This is exactly what I noticed when looking at the pictures. The structure is just off.


----------



## CAROLINA MOM (May 12, 2009)

This info is from the Labrador Retriever Club-

https://thelabradorclub.com/about-the-breed/breed-standard/#1475691348706-a249cb59-98a4

*Color-*



> The Labrador Retriever coat colors are black, yellow and chocolate. Any other color or a combination of colors is a disqualification. A small white spot on the chest is permissible, but not desirable. White hairs from aging or scarring are not to be misinterpreted as brindling.
> 
> Black – Blacks are all black. A black with brindle markings or a black with tan markings is a disqualification.
> 
> ...


----------



## GoldenCamper (Dec 21, 2009)

Just another greeder looking to make a buck. Nothing new sadly.

Yellow chocolate and black for Labs. Goldens are light medium and dark shades of gold. 

Some Goldens are described as creme. Never understood why people came to call it that. My Golden happens to have strawberry blonde hair, I hope that doesn't catch on.


----------



## pawsnpaca (Nov 11, 2014)

I have a friend who is a reputable lab breeder and as I understand it, the "fox red" color is a normal and acceptable shade of yellow that sometimes crops up in a litter. If you were getting a lab from a respectable/responsible breeder doing all the "right" things, and the litter just happened to produce a "fox red" puppy, then I don't think there is any reason not to consider buying that pup. On the other hand, if you are looking at a breeder who is breeding specifically for that color, then you'll be running into all the same problems as you find with any breeder who places color above things like health, temperament, or breed standard.


----------



## TheZ's (Jun 13, 2011)

I think in the past there's been a discussion of the red labs here. You can pprobably find it using the search function. I've run into people in our local park that have 2 of them. From a distance I thought they were field type Goldens with very short coats but the owners were proud to tell me they were red labs. I don't remember anything special about them.


----------



## Swampcollie (Sep 6, 2007)

Fox Red is nothing but a dark shade of Yellow. It's nothing new or special.

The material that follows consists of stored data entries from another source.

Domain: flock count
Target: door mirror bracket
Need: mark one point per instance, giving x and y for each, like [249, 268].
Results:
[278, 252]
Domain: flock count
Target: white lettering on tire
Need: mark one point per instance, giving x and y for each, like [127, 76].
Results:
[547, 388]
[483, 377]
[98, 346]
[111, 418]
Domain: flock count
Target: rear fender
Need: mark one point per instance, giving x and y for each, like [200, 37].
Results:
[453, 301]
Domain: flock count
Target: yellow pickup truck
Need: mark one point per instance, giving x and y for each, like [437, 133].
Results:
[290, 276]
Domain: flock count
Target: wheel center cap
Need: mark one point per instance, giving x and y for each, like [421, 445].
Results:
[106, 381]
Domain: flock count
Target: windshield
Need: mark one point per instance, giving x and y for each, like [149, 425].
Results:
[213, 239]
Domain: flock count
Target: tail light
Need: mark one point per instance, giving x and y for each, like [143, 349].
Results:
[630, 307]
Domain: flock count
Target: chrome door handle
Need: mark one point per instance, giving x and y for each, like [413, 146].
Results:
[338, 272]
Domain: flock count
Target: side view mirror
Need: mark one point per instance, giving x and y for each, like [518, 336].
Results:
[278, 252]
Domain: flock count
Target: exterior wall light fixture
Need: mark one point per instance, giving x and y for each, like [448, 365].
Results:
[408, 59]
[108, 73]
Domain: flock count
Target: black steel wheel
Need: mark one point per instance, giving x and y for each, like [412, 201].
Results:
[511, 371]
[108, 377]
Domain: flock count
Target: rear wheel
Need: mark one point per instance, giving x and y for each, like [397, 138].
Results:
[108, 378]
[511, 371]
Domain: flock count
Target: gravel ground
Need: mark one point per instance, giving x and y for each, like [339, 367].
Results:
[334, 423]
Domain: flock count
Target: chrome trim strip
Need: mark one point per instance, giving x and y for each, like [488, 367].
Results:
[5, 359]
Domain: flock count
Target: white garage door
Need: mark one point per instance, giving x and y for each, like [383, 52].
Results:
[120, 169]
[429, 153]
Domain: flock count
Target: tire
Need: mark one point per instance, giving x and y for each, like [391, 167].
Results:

The Silver crap on the other hand are mixed breeds and not true Labradors at all. I wish the national Lab Club would suck it up and deal with this particular issue once and for all.


----------



## DblTrblGolden2 (Aug 22, 2018)

Swampcollie said:


> Fox Red is nothing but a dark shade of Yellow. It's nothing new or special.
> 
> The Silver crap on the other hand are mixed breeds and not true Labradors at all. I wish the national Lab Club would suck it up and deal with this particular issue once and for all.


Thank you. I actually asked a few people in our area that have good labs and they said the same, however, we apparently have this local guy that is breeding specifically for it. I'm told he also breeds silvers and doodles. The conformation is bad, but I guess it's all in what you want. I had never even heard of it, but I guess I should have.


----------